In 2001, the Harford Land Trust protected 32 acres of woods, wetlands and waterfront surrounding Harford County’s Anita C. Leight Estuary Center to enhance and protect the watershed and to assist in the mission of the Estuary Center.

An Estuarine Sanctuary: Anita C. Leight Estuary Center Expansion

On July 16, 2001 the Harford Land Trust completed its purchase of 32 acres of woods, wetlands and waterfront surrounding Harford County's Anita C. Leight Estuary Center on Otter Point Creek near Abingdon.

Funding the Future
The Trust paid $650,000 to the Victor B. Hirshauer Trust for the property and Harford County's Department of Parks & Recreation took immediate possession of it.

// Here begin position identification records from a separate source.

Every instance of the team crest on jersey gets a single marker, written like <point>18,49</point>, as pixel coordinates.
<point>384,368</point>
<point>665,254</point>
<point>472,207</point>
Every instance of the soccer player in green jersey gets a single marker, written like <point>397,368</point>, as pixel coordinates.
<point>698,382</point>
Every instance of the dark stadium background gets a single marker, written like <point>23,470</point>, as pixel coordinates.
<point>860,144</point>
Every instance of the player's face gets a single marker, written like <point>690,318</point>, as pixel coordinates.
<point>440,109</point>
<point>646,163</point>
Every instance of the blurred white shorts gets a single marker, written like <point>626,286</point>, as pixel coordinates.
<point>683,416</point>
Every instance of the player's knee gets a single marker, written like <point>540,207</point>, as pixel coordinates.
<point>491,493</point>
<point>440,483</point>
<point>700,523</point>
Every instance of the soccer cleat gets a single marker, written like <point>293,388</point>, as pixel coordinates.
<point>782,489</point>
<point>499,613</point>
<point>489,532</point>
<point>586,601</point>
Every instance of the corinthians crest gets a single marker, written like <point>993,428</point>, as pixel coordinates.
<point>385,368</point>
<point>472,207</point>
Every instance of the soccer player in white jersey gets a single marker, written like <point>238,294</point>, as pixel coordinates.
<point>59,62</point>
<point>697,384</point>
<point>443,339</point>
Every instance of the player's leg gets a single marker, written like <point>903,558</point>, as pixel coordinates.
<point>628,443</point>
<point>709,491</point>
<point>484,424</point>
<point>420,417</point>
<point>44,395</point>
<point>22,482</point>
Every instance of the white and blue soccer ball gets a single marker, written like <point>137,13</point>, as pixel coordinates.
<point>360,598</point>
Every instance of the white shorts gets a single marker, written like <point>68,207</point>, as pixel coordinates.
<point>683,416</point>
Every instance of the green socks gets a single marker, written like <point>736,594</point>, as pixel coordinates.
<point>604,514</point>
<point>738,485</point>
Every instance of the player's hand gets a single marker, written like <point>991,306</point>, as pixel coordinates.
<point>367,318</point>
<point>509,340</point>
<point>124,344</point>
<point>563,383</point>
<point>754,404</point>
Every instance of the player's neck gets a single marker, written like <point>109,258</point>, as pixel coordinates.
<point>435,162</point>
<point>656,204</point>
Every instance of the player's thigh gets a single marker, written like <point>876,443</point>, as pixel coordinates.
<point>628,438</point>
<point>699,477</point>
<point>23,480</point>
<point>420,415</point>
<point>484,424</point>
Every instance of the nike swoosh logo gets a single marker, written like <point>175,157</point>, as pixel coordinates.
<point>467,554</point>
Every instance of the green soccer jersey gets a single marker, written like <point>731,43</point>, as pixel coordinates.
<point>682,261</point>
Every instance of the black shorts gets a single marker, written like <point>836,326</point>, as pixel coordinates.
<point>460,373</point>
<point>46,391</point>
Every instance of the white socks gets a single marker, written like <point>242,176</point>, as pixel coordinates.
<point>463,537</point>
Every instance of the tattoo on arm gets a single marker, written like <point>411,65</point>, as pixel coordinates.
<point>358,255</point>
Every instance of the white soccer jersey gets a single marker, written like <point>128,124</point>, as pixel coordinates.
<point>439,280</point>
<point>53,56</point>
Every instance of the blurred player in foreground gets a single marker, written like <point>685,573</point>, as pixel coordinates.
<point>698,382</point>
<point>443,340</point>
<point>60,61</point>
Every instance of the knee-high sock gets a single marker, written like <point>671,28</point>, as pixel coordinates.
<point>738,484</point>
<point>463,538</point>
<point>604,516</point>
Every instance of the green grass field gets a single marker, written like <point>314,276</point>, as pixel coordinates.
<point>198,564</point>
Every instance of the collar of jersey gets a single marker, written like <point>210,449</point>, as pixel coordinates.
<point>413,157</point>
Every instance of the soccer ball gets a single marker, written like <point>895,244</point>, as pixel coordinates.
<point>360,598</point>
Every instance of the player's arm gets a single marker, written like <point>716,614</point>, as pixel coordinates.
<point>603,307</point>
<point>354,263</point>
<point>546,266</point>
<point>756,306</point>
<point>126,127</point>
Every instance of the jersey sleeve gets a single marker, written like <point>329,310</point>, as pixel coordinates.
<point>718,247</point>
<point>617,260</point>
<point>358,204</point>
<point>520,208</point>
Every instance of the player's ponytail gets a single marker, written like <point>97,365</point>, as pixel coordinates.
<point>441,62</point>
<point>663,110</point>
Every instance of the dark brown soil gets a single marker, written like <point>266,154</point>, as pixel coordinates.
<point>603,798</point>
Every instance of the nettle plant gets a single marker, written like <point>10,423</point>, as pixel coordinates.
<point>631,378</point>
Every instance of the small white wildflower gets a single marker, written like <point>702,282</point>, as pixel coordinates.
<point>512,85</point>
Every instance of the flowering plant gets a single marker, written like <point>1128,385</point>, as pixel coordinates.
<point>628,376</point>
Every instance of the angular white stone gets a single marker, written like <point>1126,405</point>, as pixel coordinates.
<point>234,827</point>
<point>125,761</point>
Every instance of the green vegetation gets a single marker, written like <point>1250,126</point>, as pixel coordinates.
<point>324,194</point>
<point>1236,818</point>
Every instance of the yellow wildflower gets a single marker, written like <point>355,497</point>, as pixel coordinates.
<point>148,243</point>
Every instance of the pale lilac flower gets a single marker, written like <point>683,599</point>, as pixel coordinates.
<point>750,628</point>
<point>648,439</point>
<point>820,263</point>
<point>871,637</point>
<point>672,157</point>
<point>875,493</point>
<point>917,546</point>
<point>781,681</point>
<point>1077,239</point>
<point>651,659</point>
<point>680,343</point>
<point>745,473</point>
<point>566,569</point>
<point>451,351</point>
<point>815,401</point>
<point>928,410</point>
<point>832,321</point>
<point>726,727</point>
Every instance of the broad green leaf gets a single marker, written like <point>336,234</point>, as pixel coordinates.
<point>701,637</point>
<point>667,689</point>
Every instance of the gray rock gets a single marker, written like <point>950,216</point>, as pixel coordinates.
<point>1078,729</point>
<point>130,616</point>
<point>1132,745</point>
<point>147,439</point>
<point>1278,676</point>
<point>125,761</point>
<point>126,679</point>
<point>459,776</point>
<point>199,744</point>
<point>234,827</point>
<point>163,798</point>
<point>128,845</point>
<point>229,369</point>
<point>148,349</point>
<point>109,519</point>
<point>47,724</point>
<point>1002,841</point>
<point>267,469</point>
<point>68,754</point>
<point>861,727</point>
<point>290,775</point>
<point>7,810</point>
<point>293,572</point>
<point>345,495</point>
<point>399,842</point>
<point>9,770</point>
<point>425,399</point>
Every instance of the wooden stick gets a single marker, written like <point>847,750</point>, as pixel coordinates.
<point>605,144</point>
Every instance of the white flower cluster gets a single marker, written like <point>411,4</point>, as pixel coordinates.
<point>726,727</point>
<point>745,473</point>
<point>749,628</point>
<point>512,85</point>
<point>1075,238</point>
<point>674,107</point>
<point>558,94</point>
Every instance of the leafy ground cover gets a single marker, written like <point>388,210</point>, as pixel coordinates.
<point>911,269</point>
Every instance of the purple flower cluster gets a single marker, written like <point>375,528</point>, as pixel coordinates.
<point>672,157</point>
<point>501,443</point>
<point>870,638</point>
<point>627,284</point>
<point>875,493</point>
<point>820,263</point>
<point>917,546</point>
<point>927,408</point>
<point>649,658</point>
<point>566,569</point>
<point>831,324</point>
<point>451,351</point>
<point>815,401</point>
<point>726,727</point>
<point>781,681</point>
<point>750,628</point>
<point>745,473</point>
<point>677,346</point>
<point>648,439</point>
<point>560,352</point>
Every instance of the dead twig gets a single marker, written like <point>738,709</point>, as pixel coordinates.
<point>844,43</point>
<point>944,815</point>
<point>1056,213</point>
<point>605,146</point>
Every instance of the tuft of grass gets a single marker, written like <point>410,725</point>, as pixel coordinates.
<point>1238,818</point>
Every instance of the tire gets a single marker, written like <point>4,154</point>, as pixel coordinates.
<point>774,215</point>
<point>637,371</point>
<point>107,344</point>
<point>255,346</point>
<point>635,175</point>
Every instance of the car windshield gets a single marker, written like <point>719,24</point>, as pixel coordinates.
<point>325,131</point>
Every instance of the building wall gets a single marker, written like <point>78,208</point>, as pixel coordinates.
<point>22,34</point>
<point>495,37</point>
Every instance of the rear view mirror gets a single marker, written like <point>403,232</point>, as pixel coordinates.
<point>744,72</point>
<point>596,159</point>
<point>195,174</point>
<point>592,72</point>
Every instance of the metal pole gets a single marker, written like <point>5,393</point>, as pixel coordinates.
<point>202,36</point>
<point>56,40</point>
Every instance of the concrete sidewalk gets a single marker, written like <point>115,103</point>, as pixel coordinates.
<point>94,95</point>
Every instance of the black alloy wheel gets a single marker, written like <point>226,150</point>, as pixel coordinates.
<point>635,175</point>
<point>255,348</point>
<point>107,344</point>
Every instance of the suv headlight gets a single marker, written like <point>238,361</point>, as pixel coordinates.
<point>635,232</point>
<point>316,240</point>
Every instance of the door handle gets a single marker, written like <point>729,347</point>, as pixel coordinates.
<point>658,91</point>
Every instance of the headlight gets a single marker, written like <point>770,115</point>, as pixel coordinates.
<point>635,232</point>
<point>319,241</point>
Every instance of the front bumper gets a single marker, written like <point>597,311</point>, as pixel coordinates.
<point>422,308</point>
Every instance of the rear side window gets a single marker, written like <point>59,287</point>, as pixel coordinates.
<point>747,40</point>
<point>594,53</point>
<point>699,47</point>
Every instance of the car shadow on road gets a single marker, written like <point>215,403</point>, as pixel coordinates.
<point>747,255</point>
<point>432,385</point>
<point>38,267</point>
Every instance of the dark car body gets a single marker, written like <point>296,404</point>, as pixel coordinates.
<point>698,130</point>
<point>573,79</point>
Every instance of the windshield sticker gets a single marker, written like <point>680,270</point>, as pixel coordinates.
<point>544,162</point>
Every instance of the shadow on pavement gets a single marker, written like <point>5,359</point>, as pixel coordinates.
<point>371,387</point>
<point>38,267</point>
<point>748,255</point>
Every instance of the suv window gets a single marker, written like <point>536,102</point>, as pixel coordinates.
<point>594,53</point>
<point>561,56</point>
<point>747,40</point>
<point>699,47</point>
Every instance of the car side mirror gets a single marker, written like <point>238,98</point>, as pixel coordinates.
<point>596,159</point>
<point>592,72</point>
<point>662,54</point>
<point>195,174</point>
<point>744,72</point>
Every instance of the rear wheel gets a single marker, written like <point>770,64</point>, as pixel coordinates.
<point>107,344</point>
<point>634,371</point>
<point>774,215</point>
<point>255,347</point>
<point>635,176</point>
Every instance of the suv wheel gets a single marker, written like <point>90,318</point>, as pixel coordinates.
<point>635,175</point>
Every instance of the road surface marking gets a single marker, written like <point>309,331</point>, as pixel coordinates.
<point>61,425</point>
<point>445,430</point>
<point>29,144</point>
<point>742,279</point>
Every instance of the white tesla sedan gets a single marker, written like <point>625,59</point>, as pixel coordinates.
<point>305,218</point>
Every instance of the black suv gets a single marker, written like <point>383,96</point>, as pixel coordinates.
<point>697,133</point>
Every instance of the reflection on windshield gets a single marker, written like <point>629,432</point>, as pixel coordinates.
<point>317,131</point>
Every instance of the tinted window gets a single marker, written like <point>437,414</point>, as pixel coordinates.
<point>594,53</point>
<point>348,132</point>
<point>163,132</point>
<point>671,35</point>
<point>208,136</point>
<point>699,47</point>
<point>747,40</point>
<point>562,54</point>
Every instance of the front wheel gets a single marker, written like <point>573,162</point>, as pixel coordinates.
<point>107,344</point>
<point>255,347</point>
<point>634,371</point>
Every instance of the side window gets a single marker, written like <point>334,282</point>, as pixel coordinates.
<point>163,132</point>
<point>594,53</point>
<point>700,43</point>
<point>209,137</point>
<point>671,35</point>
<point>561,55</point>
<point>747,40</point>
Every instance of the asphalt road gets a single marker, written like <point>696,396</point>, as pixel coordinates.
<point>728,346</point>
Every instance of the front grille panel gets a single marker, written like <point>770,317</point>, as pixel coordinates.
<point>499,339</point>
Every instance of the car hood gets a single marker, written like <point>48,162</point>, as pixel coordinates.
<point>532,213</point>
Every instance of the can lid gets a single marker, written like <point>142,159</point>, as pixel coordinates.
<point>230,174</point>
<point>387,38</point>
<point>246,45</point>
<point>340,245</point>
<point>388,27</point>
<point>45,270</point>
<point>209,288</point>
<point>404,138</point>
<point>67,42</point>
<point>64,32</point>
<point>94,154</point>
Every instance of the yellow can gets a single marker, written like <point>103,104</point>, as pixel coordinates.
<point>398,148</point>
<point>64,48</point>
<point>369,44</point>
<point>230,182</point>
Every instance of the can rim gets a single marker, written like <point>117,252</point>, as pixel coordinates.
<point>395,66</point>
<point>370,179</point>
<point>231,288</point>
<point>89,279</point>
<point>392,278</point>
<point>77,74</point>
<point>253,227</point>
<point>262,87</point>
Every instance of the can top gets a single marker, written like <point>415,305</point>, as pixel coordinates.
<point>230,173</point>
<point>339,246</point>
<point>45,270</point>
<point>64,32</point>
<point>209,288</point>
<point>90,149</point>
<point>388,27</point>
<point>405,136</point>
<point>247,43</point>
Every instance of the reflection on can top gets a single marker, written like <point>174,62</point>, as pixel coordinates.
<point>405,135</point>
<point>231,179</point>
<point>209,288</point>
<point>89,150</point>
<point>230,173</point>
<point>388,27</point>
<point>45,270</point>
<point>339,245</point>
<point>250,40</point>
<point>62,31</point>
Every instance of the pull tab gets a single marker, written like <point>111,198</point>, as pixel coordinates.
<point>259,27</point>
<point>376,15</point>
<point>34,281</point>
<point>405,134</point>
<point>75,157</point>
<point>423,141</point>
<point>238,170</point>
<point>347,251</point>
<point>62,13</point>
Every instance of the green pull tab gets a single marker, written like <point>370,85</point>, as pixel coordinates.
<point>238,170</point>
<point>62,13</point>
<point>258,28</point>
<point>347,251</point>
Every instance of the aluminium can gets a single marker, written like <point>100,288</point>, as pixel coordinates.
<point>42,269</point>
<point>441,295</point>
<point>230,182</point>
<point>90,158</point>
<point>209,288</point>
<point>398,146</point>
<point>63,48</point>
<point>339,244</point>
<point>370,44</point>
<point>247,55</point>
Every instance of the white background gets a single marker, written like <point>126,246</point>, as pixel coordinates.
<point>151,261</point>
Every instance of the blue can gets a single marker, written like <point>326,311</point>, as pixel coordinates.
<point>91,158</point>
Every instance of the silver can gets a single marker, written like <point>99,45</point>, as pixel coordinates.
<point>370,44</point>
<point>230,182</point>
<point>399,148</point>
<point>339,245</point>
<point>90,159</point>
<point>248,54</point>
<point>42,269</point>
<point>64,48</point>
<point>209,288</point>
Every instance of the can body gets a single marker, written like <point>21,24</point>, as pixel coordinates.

The transaction was one of the most ambitious projects of the Harford Land Trust.
The property, which lies along Otter Point Road, is within the Chesapeake Bay Critical Area but was zoned R2, R3 and B3. The seller had rejected a development company's offer of $700,000 for it. The Harford County government wanted to purchase the property but did not have the funds. The Trust agreed to negotiate the purchase and raise the money if the county could pay it back within three years.
The seller agreed to work with the Trust and set the price at $650,000. The Abell Foundation loan's interest-free loan enabled HLT to settle right away. Four months later, Harford County received a grant of $300,00 from Maryland Program Open Space earmarked for the purchase. Also six months later, with Board of Public Works approval, the National Oceanic & Atmospheric Administration (NOAA) made a matching grant of $300,000 to Program Open Space for the purchase.

area photo
photo: Harford County Division of Information Systems
HLT's acquisition of the Otter Creek property is significant to the county, state and federal agencies involoved in the complexities of its financing. It surrounds the Anita C. Leight Estuary Center, a 61-acre facility of the Harford County Department of Parks & Recreation. The county has owned this property since 1982 when the now late W. Arnold Rosenberger and his sister, the late Anita C. Leight, donated their land with a residence. The educational and research program launched therein 1995 has since served more than 27,000 persons.

A Coveted Sanctuary

The Leight Estuary Center is contiguous to a 260-acre "National Estuarine Research Reserve" which is one of four National Estuarine Sanctuaries established by NOAA in Maryland's portion of Chesapeake Bay.
The area is contiguous to the Izaak Walton League's Melvin G. Bosely Conservancy of 350 acres at the mouth of Winter's Run and Otter Point Creek. All of these properties together total more than 700 acres of contiguous land and water now preserved along the Bush River.
The seller of the acquisition, the Victor B. Hirshauer Revocable Trust, had owned most of the land since 1931. For members of the Hirshauer family in the '30s and '40s it was a place for outdoor recreation. Since the '50s two modest residences on the property had been rented. HLT's pre-aquisition labors included planning and financing, demolition and complete cleaning of the site of all of the dilapidated houses.

A Team Effort 

This acquisition would not have been possible without the help of several key players, including HLT's lawyer for this transaction,  Daniele M. Creager of the Bel Air office of Hodes, Ulman, Pessin & Katz, P.A.. HLT's land surveyor for this project was Edwin O. Weaver of Bel Air. Invaluable contacts in the Maryland Department of Natural Resources during the negotiations have been Sandra Trent and Bernard Wentker of Program Open Space and Carol Towle, manager of DNR's Research Reserve Program. Federated Environment Associates, Inc. of Baltimore City performed the Phase One Environmental Assessment of the property for the Trust, for whom it has done assessments in the past. Finally, HLT's executive director David Miller brought everything together.